Get ready for the legal showdown. City schools now operate at the direction of a state-appointed Board of Education. On Thursday lawyers for the plaintiffs will try to persuade the state Supreme Court to overturn the July 6 decision by the elected board to dissolve itself. Michele Mount (OIB handle MCAT) will argue on behalf of education candidates who wanted to run on the slate of Democratic mayoral challenger Mary-Jane Foster who was defeated by Mayor Bill Finch in a September 27 primary.
The would-be school candidates were at the center of all the legal hullabaloo that delayed the primary date two weeks. Democratic Registrar Santa Ayala invalidated Foster’s entire slate from the primary ballot as a result of one too many candidates for BOE slots. Superior Court Judge Barbara Bellis overturned Ayala and placed Foster and most of her slate on the ballot except for the BOE candidates. Mount and Alan Neigher were the legal team that successfully argued Foster on the ballot. But some legal observers maintained the judge was more focused on doing what was fair versus a strict legal interpretation.

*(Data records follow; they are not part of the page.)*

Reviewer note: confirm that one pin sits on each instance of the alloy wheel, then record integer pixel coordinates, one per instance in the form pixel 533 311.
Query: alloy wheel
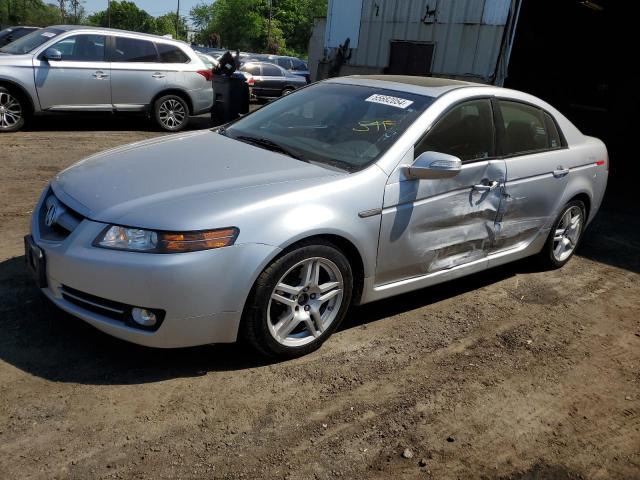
pixel 567 233
pixel 172 114
pixel 305 302
pixel 10 111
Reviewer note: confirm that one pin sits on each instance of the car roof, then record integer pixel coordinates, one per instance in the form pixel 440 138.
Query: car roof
pixel 430 86
pixel 69 28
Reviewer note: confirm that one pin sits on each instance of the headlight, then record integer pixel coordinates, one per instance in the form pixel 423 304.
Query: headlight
pixel 139 240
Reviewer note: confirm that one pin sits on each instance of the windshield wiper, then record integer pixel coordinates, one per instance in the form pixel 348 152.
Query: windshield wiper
pixel 269 145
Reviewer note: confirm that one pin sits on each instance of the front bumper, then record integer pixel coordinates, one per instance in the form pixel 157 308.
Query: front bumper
pixel 202 293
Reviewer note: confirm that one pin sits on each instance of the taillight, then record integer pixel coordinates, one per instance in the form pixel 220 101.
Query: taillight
pixel 208 74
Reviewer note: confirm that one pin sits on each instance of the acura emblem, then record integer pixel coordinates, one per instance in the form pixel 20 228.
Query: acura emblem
pixel 51 216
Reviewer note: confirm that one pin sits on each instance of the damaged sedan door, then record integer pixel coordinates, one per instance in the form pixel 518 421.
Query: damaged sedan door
pixel 435 224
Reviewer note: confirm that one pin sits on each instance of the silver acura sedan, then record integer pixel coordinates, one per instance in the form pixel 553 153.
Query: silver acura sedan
pixel 345 192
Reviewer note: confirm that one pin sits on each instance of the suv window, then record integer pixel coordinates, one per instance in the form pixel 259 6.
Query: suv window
pixel 466 131
pixel 524 128
pixel 171 53
pixel 134 50
pixel 82 48
pixel 284 62
pixel 271 71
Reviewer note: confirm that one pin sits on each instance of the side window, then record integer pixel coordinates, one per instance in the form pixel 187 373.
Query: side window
pixel 524 128
pixel 271 71
pixel 82 48
pixel 171 54
pixel 134 50
pixel 466 131
pixel 554 135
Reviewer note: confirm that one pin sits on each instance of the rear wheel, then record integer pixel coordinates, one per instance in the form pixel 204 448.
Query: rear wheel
pixel 298 301
pixel 171 113
pixel 565 235
pixel 12 111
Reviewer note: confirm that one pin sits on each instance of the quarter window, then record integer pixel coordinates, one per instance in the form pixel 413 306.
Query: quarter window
pixel 466 131
pixel 82 48
pixel 171 54
pixel 271 71
pixel 134 50
pixel 525 129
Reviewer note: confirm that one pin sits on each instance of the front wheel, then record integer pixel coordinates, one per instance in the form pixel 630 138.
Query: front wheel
pixel 12 111
pixel 298 301
pixel 565 235
pixel 171 113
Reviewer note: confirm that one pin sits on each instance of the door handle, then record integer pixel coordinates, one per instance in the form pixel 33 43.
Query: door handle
pixel 560 172
pixel 486 187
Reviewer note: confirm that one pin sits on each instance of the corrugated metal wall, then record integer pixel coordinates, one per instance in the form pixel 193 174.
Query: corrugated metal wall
pixel 467 33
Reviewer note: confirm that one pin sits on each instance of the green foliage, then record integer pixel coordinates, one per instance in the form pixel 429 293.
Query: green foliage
pixel 245 25
pixel 126 15
pixel 29 12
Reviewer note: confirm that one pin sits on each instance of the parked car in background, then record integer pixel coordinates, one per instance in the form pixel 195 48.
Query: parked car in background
pixel 12 34
pixel 291 64
pixel 82 69
pixel 270 80
pixel 348 191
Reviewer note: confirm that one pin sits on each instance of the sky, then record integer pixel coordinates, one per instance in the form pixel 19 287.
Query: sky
pixel 153 7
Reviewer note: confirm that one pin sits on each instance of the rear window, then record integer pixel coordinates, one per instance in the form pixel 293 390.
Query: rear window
pixel 134 50
pixel 171 53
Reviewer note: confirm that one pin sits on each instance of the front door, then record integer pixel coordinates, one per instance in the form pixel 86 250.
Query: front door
pixel 433 225
pixel 81 80
pixel 137 74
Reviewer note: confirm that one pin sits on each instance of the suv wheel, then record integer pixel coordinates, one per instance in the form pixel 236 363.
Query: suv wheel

Foster, some parents and former school board members in the minority filed suit against the local school board decision arguing a non-elected school board disenfranchises voters. The lawsuits they filed have been consolidated into an expedited hearing by the Supremes. A 2010 state law allows for the dissolution of an elected board under dire circumstances with some standards that must be met such as specialized training by board members to improve efficiency and implementing an action plan. Plaintiffs claim these prerequisites were not met. Mount will also argue the law unconstitutional because it strips home rule and violates free speech.

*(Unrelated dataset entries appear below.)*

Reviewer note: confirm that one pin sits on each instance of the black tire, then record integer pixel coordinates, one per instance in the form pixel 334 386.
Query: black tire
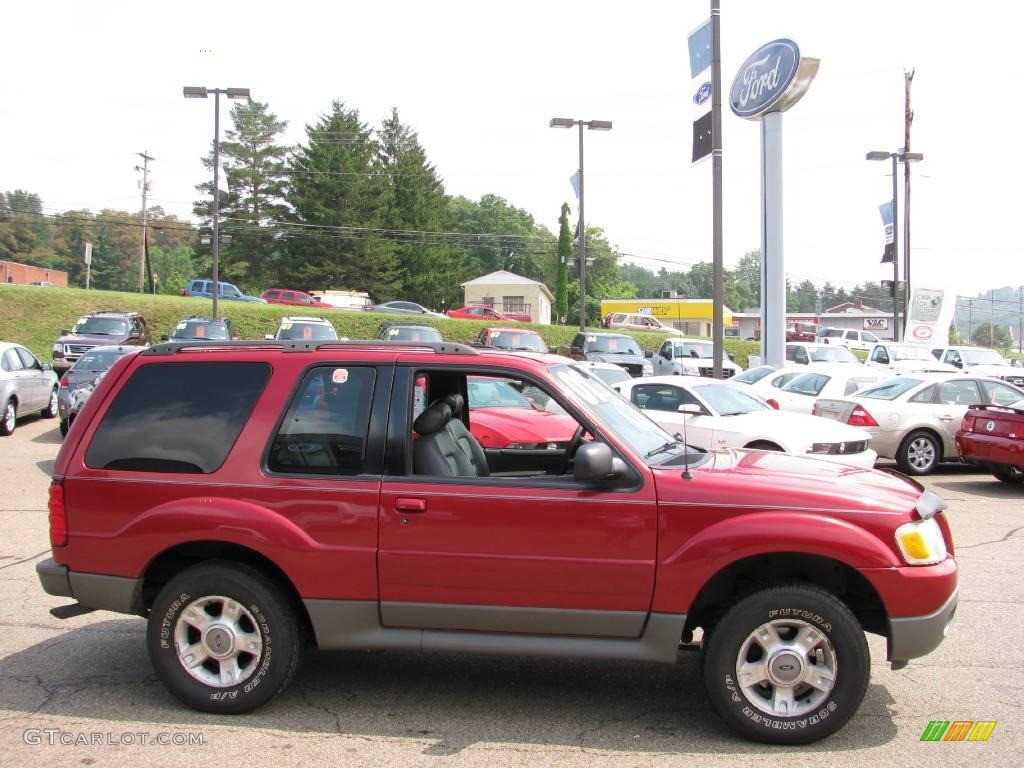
pixel 796 608
pixel 1009 474
pixel 8 418
pixel 50 412
pixel 266 614
pixel 912 452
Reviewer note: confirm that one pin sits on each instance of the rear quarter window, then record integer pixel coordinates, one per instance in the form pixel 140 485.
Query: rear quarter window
pixel 177 417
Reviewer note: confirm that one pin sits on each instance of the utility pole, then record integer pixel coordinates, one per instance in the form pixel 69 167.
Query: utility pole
pixel 907 120
pixel 145 187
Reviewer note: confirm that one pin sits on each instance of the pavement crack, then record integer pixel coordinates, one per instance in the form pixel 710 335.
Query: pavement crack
pixel 993 541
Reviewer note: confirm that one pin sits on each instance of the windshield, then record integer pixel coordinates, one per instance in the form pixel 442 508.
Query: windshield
pixel 96 361
pixel 486 392
pixel 100 327
pixel 414 334
pixel 521 340
pixel 612 345
pixel 200 330
pixel 615 414
pixel 694 349
pixel 306 331
pixel 983 357
pixel 910 352
pixel 891 389
pixel 753 375
pixel 811 384
pixel 729 400
pixel 834 354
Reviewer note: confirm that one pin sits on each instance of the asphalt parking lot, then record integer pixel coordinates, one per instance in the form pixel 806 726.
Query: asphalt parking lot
pixel 82 691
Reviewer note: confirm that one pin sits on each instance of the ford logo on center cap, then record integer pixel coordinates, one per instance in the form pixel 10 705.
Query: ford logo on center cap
pixel 702 94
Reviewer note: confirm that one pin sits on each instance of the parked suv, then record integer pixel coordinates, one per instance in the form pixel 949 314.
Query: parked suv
pixel 100 329
pixel 204 290
pixel 336 493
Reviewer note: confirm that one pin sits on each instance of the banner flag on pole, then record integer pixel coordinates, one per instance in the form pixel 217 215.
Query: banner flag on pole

Mount will be going up against accomplished civil defense lawyers including John Bohannon, a seasoned attorney who has handled many cases on behalf of the City Attorney’s Office and Steven Ecker, an appellate specialist considered among his peers one of the brilliant legal minds in the state with loads of experience arguing cases before the state Supremes.
What say you, is the city better off with a state-controlled board to fix a troubled school system or should voters elect school board members?